Por eso, el 2026 nos traerá toda la abundancia que imaginemos, el amor que dé calidez a nuestros corazones y la paz que inunde los días con la serenidad de los atardeceres. Trabajemos para que esos sueños nos arropen y despierten.

Que así sea.

jueves, 18 de diciembre de 2025

CAMPANA SOBRE CAMPANA (HACIA LAS ESTRELLAS)


Ya casi termina este año 2025, con algunas penas y la gloria inmensa de disfrutar a mi hermosa familia en paz, con salud, después de una recuperación increíble de mi madre y el gusto de haber compartido con ella esos días difíciles, igual que con mis hermanas. Retrocedimos en el tiempo y discutimos como niñas, nos mimamos, disculpamos y volvimos a pelear… El cariño sigue intacto, así que alguna razón tiene ese refrán de que La sangre pesa más que el agua, porque con amigos quizás enseguida renunciáramos, pero con la familia, jamás. 
Llegó un nuevo miembro a la familia, Bastian, otro Tauro que presiento va a tener el carácter de Diego y mío, así que disfruté verlo y jugar con él, salir una mañana juntos a ver las ardillas que saltan en las ramas de los árboles cercanos a su casa y descubrir juntos pequeños lagartos extraños que caminan por la acera. 
Por primera vez hice un viaje en compañía de uno de mis hijos y fue un gusto atravesar aeropuertos y mares en su compañía. Creo que cada día aprecio más estar cerca de mis hijos y la familia que han formado. 
Mi otra tía querida partió hacia las estrellas y me quedó el anhelo de verla nuevamente en ese país alejado al sur, Ecuador, desde donde partió un primo que adoraba, a destiempo, pero su corazón no aguantó la lejanía, el ostracismo, el verse en ese país frío y huraño. Pero sé que están en buen lugar y desde acá, les recuerdo y extraño. Como extraño a mis otros tíos que se fueron antes y me protegen siempre.
No pude terminar de escribir ninguno de los libros que empecé a escribir (son tres), pero ya sé que, sin avisarme, llegará el tiempo y el deseo de terminarlos, quizás en este breve descanso del fin de año.

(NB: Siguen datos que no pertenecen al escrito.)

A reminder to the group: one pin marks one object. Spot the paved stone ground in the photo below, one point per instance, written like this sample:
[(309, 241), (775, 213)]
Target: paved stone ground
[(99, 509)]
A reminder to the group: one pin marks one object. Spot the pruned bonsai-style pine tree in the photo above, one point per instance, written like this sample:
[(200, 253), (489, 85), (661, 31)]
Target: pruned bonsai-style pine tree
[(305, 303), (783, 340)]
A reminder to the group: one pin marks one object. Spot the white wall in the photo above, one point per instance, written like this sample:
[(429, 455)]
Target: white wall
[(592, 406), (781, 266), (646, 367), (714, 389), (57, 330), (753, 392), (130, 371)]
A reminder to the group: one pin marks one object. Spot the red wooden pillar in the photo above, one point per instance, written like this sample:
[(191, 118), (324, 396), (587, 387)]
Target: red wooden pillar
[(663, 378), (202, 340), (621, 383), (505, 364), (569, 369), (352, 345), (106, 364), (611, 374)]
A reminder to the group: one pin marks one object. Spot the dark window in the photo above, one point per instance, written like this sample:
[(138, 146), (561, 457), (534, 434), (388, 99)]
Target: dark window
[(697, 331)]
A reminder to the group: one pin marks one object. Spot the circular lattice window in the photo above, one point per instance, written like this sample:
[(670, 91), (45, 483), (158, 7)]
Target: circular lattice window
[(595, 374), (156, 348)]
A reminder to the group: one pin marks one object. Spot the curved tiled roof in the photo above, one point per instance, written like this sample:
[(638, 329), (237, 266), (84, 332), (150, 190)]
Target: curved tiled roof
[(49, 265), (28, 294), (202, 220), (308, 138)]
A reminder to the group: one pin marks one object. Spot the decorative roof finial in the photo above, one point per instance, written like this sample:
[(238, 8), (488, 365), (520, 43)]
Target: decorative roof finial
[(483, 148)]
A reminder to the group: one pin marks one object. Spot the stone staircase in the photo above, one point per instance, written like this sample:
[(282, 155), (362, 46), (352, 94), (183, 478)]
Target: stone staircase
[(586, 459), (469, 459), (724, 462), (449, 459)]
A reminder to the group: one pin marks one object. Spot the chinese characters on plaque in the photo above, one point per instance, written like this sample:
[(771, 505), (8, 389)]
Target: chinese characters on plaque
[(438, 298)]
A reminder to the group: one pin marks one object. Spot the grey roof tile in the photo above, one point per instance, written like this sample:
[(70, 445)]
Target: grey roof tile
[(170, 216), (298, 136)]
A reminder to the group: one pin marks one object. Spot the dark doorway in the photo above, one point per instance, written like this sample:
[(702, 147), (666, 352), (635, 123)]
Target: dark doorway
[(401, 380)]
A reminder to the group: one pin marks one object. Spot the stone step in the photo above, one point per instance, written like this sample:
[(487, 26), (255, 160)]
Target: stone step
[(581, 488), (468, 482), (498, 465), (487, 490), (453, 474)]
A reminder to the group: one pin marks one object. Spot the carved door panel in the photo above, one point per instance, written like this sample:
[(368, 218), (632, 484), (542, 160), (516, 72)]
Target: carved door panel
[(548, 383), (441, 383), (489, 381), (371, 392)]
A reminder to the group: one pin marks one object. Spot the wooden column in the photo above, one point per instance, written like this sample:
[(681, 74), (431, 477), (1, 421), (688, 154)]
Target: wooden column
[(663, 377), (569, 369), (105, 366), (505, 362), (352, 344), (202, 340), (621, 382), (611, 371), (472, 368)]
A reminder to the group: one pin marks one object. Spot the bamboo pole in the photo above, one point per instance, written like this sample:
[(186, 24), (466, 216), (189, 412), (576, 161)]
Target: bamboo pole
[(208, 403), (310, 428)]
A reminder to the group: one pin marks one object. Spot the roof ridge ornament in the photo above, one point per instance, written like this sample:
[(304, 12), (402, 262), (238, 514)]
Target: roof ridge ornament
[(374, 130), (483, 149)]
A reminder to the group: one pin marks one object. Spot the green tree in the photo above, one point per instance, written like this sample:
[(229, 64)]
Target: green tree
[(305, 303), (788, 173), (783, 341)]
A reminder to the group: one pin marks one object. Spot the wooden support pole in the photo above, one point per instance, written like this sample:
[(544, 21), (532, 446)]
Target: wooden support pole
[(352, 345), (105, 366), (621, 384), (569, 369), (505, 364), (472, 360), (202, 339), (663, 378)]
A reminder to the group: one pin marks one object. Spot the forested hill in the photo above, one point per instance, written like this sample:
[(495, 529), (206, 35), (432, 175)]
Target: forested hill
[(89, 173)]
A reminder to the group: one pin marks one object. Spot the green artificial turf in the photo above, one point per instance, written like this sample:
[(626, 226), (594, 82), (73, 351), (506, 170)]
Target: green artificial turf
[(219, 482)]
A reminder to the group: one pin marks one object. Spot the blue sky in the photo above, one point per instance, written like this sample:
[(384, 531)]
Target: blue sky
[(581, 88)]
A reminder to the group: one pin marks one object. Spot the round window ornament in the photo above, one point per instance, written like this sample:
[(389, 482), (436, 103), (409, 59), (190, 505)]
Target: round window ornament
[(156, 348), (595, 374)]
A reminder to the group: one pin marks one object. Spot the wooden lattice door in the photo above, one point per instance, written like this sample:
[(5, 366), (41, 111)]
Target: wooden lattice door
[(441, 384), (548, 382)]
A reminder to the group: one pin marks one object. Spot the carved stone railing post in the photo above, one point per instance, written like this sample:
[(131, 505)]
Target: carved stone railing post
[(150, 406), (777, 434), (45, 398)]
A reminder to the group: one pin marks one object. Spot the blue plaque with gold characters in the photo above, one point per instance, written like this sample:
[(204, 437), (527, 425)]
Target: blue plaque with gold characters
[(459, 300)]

Pero quiero despedir este año haciendo votos de paz y prosperidad. Porque la paz es lo más importante para lograr todo lo que nos importa en la vida. La prosperidad, para poder compartir con otros nuestra suerte. 
Conjuremos a los malos espíritus y a la infame apatía del desinterés y la abulia. Que nuestro umbral esté protegido por la luz de los corazones buenos y el poder de los pensamientos alegres. Mientras existamos en este planeta la apuesta por la vida y el amor sigue en pie, con más fuerza que nunca: Ad Astra per aspera (hacia las estrellas a través de las dificultades), porque el camino será difícil, pero glorioso.